The European Parliament has laid out its position on the European Union’s next multi-annual financial framework (MFF) – the bloc’s long-term budget that will apply from 2021. The MEPs agreed the new budget needs to match political priorities and address some of the new challenges facing member states like migration and climate change.
They consider that the current limit on EU expenditure needs to be raised from 1% to 1.3% of EU GNI, in order to be able to fund these new priority areas without sacrificing Europe’s poorest regions or farming communities.
Key proposals include boosting research programmes, Erasmus+, the Youth Employment Initiative and support for SMEs as well as infrastructure investment through the Connecting Europe Facility (CEF).

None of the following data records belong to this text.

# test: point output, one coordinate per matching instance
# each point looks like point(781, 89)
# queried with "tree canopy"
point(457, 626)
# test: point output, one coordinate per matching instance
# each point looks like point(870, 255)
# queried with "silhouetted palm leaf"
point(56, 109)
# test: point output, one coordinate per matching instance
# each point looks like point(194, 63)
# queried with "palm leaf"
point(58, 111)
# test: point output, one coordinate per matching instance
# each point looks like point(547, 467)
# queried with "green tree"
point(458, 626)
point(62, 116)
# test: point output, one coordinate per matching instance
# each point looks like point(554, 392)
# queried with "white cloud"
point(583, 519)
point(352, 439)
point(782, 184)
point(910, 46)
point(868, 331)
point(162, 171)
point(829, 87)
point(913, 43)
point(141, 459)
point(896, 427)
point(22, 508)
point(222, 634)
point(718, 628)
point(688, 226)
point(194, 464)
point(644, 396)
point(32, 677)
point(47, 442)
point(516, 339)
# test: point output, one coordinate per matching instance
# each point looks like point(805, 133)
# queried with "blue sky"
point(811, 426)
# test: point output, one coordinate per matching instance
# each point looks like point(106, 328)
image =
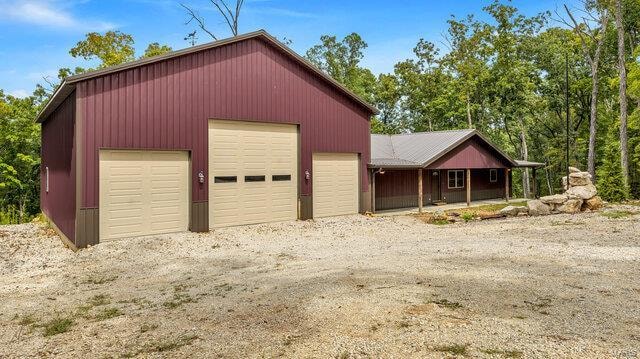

MEPs warn that “no agreement can be concluded on the MFF without corresponding headway being made on own resources” – the revenue side of the EU Budget. Expenditure and revenue should thus be treated as a single package.
The adoption of a new MFF Regulation requires Parliament’s consent.
According to the European Conservatives and Reformists Group (ECR) group in the European Parliament, the next MFF must end the waste and inefficiencies of the past. ECR Budget Spokesman Bernd Koelmel also warned that, with the UK leaving the EU and taking its contributions with it, now is the time to redefine spending priorities and prepare for a reduced budget.
“Logically you would think that when the United Kingdom leaves, the budget would get smaller. But MEPs have just voted to increase every country’s contributions,” he said. “For too long we have been funding tired policies without a clear vision for the future. We need to define our common challenges first and then start talking about money.”
Koemel also warned against a separate budget line for the euro, which would seemingly lead to the creation of a European Monetary Fund.
“Creating a budget line for the euro area would be fatal,” he said. “The European Stability Mechanism was only intended to be a temporary and emergency measure. Now there are calls to not only make it permanent, but also expand it which will continue to exacerbate the glaring weaknesses of the euro area.”